Fluorescence spectroscopy as a means to detect low levels of treated wastewater impact on two source waters was investigated using effluents from five wastewater facilities. To identify how best to interpret the fluorescence excitation-emission matrices (EEMs) for detecting the presence of wastewater, several feature selection and classification methods were compared. An expert supervised regional integration approach was used based on previously identified features which distinguish biologically processed organic matter including protein-like
fluorescence and the ratio of protein to humic-like fluorescence. Use of nicotinamide adenine dinucleotide-like (NADH) fluorescence was found to result in higher linear correlations for low levels of wastewater presence.
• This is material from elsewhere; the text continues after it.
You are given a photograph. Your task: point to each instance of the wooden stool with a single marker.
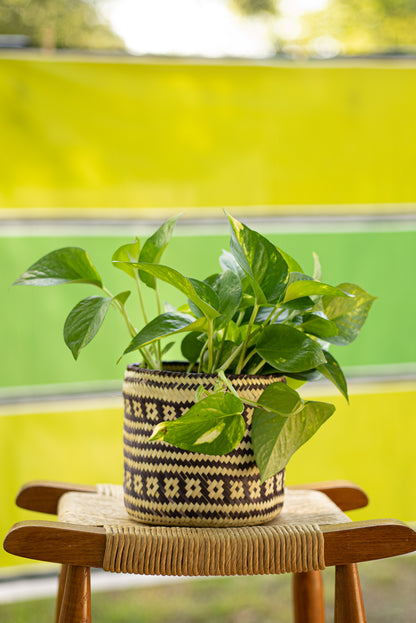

Parallel factors analysis (PARAFAC) was also applied to contrast an unsupervised multiway approach to identify
underlying fluorescing components. A humic-like component attributed to reduced semiquinone-like structures
was found to best correlate with wastewater presence. These fluorescent features were used to classify, by
volume, low (0.1–0.5%), medium (1–2%), and high (5–15%) levels by applying support vector machines
(SVMs) and logistic regression. The ability of SVMs to utilize high-dimensional input data without prior feature
selection was demonstrated through their performance when considering full unprocessed EEMs (66.7%
accuracy). The observed high classification accuracies are encouraging when considering implementation of
fluorescence spectroscopy as a water quality monitoring tool. Furthermore, the use of SVMs for classification of
fluorescence data presents itself as a promising novel approach by directly utilizing the high-dimensional EEMs.